Apple suffered another major blow on the trading floor after its stocks plummeted anew, but this time the i-Phone and i-Pad maker lost four percent and closed down 6.4 percent to $538.79 on Thursday’s result on the stock exchange market.

After reaching its highest point ever since Apple started offering stocks, the Silicon Valley-based company saw its stock value declining fast and it now cost a fifth of its market value since its mid-September peak.

There have been lots of uncertainty over the last few months about Apple’s capability to stay profitable on the trading floor despite the emergence of Android-powered phones like that of Samsung and other tech companies.

However, the lessening profit margins also made investors a little bit concerned about the current performance of the company on the mobile market, especially with the introduction of new products such as the i-Pad Mini and the fourth-generation iPad.

Nevertheless, many analysts called it just a ‘temporary hiccups’ and believe Apple will recapture its old place on the trading game sooner than later.

Gene Munster, a senior market analyst in Piper Jaffray, believes the decline in stocks might be triggered by an article posted on Digitimes, which reported a nosedive in demand from Apple since the launching of their new products.
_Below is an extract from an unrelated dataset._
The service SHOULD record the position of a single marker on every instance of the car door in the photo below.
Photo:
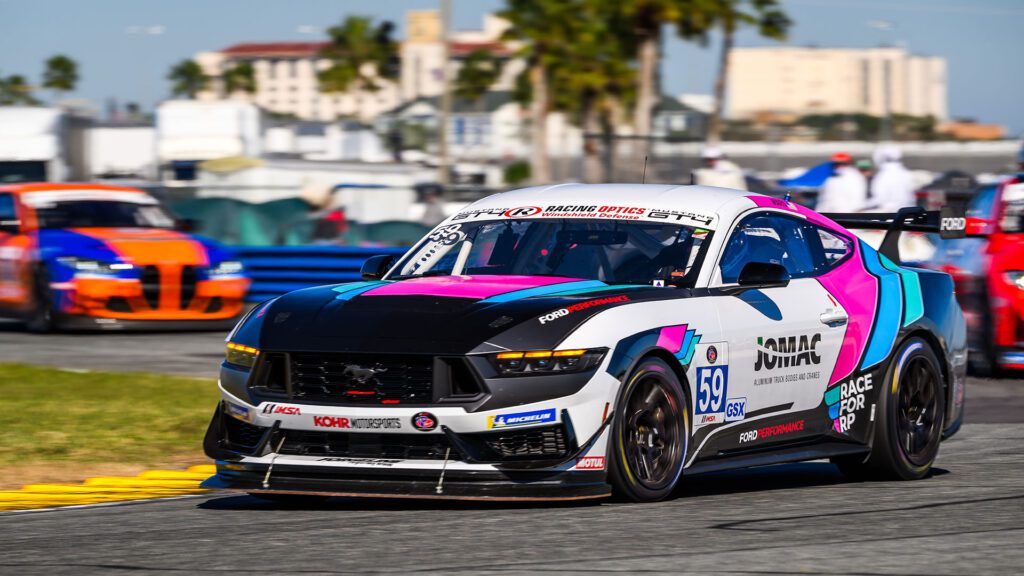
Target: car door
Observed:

Munster insisted it’s inaccurate to judge Apple’s market performance on the stock market since the decline in demand is expected after the launch of a new product.

Moreover, the recent pact between Nokia and China Mobile has some investors thinking about how Apple would fare in the largest mobile market in the world. China Mobile is expected to start selling the Lumia 920T, which is way cheaper than iPhone 5.

China Unicom is Apple’s carrier in China so far but China Mobile could begin offering iPhones and iPad probably early next year.